コンタクトレンズおよび関連商品の卸販売を行うアイセイは10月1日、利用者の顔写真にカラーコンタクト(カラコン)と口紅などの化粧品などを重ね合わせ、あたかも実際に着用しているように見せるバーチャル試用サービス「トータルカラーコーディネイトbyFace-AR」を開始した。
利用者は自由に好みの色のカラコンや化粧品などを選んで自身の顔に当てはめることができ、気に入った場合は、試着した商品をリンクするECサイトで購入することができる。類似サービスはすでに存在するが、多くは試用できるものカラコンだけ、コスメだけなど単独カテゴリーや導入企業の商品のみ。同サービスでは試用体験を重視するため、「顔周りのアイテム」をトータルで組み合わせて試着できるようにした。
アイセイでは同サービスをカラコンの卸先へ導入を促し、カラコンの販売支援につなげたい狙いのほか、例えば、試用可能な商品としてヘアカラーやメガネ、ピアスなどを追加するなどし、それらの商品を販売する事業者へ同サービスの仕組み自体を販促ツールとして提供したい考えもあるようだ。
実際の商品の色味を再現
「トータルカラーコーディネイトbyFace-AR」はスマートフォンで撮影した利用者の顔を撮影またはあらかじめ用意しているモデルの顔写真(2タイプ)を選び、カラコン、アイシャドウ、チーク、リップ、ヘアスタイルを個別に組み合わせて仮想試着ができるブラウザベースのウェブサービス。アイセイとウェブサービスの企画開発などを行なうOriginalsが共同開発した。
よりリアリティのある試着体験の実現するため、実在するアイテムで再現性の高いシミュレーションを目指し、例えばカラコンの場合、実物の着色直径や本人の瞳色による再現性も考慮。実際に装着した際のギャップを最小限に抑えるよう工夫。メイクアップでは元の肌や唇の質感を損ねることなく、色味をタッチアップすることができるという。

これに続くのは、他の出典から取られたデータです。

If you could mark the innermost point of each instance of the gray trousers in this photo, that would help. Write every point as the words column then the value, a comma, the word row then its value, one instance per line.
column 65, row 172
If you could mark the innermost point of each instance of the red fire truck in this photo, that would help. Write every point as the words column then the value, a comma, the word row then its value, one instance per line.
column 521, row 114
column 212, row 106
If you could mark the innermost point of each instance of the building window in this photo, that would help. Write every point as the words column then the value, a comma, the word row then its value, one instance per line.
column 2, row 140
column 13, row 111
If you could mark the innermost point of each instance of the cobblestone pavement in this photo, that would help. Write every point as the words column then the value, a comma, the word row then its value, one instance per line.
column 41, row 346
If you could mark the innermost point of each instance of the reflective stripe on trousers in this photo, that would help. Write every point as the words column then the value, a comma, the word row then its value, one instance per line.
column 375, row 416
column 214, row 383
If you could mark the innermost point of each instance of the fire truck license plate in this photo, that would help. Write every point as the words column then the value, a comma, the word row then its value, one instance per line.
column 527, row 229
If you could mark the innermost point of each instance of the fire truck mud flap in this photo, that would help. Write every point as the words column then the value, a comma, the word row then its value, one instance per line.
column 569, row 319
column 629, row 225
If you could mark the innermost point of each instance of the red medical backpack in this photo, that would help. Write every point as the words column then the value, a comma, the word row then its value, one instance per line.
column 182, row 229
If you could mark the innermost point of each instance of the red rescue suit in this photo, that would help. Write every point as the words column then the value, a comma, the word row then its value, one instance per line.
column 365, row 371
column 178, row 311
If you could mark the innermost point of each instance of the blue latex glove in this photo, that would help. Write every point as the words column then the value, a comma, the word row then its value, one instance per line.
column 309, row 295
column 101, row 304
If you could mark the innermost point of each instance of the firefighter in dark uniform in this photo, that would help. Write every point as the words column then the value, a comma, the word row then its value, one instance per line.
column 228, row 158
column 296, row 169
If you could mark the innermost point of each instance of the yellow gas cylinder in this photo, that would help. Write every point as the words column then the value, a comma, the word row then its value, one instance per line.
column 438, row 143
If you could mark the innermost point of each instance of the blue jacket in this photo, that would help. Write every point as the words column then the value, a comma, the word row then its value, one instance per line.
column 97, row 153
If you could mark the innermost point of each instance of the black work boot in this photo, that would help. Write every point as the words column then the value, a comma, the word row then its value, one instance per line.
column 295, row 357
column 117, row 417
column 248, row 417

利用者自身が興味あるカラコンやコスメを選んで試着できるほか、透明感、きらめき、はかなげなどいくつかのキーワードに沿ってヘアメイクアップアーティストの名取瞳氏が監修した「トータルコーディネイト」も用意。当該コーディネイトをベースに、カラコンのみ他の色に変えるなどの使い方もできる。
スタート時点で仮想試着できる商品はアイセイが展開する人気カラコンシリーズ「エバーカラー」11色とカネボウ化粧品が展開する化粧品ブランド「KATE」のアイシャドウ7色、チーク2色、口紅6色。なお、ヘアスタイルは「ロング」「ボブ」「ショートヘア」を選べ、カラーリングも3色からできる。ヘアスタイル(ウイッグ)、ヘアカラーについては現状、実商品とは連動していない。
試用後に EC で購入も
仮想試用後に当該画面に下にフリックすると試着した商品画像と商品名、「購入」というボタンを表示。当該ボタンをタップすると商品を購入できる通販サイトまたは販売ページに遷移する仕組みとなっている。現状、カラコンについてはアイセイが「エバーカラー」の卸販売する取引先の中から12のECサイトのリンクを掲載。化粧品については楽天が運営する日用品や生活雑貨の販売サイト「楽天24」の当該商品の販売ページに直接、リンクしている。
「楽しんでもらう」を重視
「トータルカラーコーディネイトbyFace-AR」では「こだわったのは体験。自分に似合うカラコン、メイクはどういったものなのか。商品の販促よりも、ユーザーに楽しんでもらえることを重視した」(アイセイ・川部篤史執行役員)とし、カラコンやコスメといった単独カテゴリーごとではなく、顔周りのアイテムを横断して試用できるようにしたことに加えて、販促目的である他のバーチャル試用サービスにありがちな導入企業が販売したい商品のみを試用できるようにはせず、試用にたえるためにカラーバリエーションの面から必ずしも売れ筋ではない商品も試用できるようにした。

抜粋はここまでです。